The year was 1771 and Guinness needed more water for his brewery. So he opened up a new watercourse and swapped out the pipes running to his shop from the River Liffey with larger ones. In addition to the increased flow, he increased the ire of his neighbors. The city of Dublin insisted he stop. Nothing doing, he responded. He “would defend [the water] by force of arms.”
Out came the sheriff with a crew to stop Guinness’ water. Arthur’s men resisted the sheriff until Arthur showed up. He was seething.
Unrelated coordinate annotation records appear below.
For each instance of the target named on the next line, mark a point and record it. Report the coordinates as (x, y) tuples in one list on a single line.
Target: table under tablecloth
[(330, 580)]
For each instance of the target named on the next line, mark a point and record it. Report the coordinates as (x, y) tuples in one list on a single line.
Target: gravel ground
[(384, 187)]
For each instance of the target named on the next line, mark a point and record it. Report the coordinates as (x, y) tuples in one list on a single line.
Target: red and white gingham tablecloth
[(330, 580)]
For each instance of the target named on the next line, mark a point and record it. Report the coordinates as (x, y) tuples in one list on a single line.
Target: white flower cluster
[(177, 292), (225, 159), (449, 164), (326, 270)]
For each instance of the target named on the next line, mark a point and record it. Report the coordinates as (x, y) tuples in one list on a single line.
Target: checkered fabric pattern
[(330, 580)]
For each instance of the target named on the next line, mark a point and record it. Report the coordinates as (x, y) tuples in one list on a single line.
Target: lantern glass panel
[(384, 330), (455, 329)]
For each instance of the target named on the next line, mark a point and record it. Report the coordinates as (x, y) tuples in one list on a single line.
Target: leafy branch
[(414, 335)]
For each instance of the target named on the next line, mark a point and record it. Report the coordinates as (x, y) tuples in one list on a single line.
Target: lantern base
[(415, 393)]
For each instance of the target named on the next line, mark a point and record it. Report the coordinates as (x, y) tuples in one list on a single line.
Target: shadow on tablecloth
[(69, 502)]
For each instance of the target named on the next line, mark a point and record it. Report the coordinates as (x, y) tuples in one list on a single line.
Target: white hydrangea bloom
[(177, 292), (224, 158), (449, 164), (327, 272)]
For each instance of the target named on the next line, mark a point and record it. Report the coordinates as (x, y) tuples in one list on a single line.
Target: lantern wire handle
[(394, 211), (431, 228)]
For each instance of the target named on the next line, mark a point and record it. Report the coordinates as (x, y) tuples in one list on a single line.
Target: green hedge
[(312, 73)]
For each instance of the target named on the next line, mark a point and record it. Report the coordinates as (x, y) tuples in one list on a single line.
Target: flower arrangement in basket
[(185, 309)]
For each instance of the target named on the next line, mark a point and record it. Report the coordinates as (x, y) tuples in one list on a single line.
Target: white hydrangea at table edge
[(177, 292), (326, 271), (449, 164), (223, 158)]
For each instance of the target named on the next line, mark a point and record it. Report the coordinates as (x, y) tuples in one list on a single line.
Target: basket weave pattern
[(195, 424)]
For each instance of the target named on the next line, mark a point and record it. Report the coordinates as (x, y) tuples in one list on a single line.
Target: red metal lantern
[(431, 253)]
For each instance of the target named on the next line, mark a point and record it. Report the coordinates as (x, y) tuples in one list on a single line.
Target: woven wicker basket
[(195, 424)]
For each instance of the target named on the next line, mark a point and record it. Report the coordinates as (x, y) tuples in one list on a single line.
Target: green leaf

Here is author Stephen Mansfield on what happened next:
Arthur quickly sized up the situation, grabbed a pickaxe from one of his men, and “with very much improper language [declared] that they should not proceed . . . that if they filled [the watercourse] up from end to end, he would immediately reopen it.”
That’s just a sip from Stephen Mansfield’s new book, The Search for God and Guinness: A Biography of the Beer that Changed the World, an exciting title that just shipped from Thomas Nelson, where I work. Mansfield is best known as the New York Times bestselling author of such books as The Faith of George W. Bush and The Faith of Barack Obama. Now, in this new book, he tells the story of the faith under the frothy head of a glass of stout.Arthur’s story is the story of all inspiring entrepreneurs—he was innovative, tenacious, forward-thinking. And he was very successful. But the story is more than that. Arthur, who grew up on the estate of an Irish archbishop, was swayed by the evangelical and social teachings of John and Charles Wesley and George Whitefield, moved by their concern for helping the needy and neglected.
“What distinguishes his story,” says Mansfield, “is that he understood his success as forming a kind of mandate, a kind of calling to a purpose of God beyond just himself and his family to the broader good he could do in the world.”
That’s the story Mansfield tells. The Search for God and Guinness follows the Guinness family through the generations and highlights not only the fascinating brewing side of things, including the unique corporate culture of Guinness (the Google of its day), but also the surprising philanthropy and missionary work (did you know, for instance, that Hudson Taylor’s work in China was funded by the Guinnesses?).
And Mansfield’s story is as relevant as it is riveting. In a time when corporations and individual businessmen have squandered trust as fast as they have wealth, the Guinness story is an extra stout corrective, one that shows how a company can prosper while also bettering the lives of millions.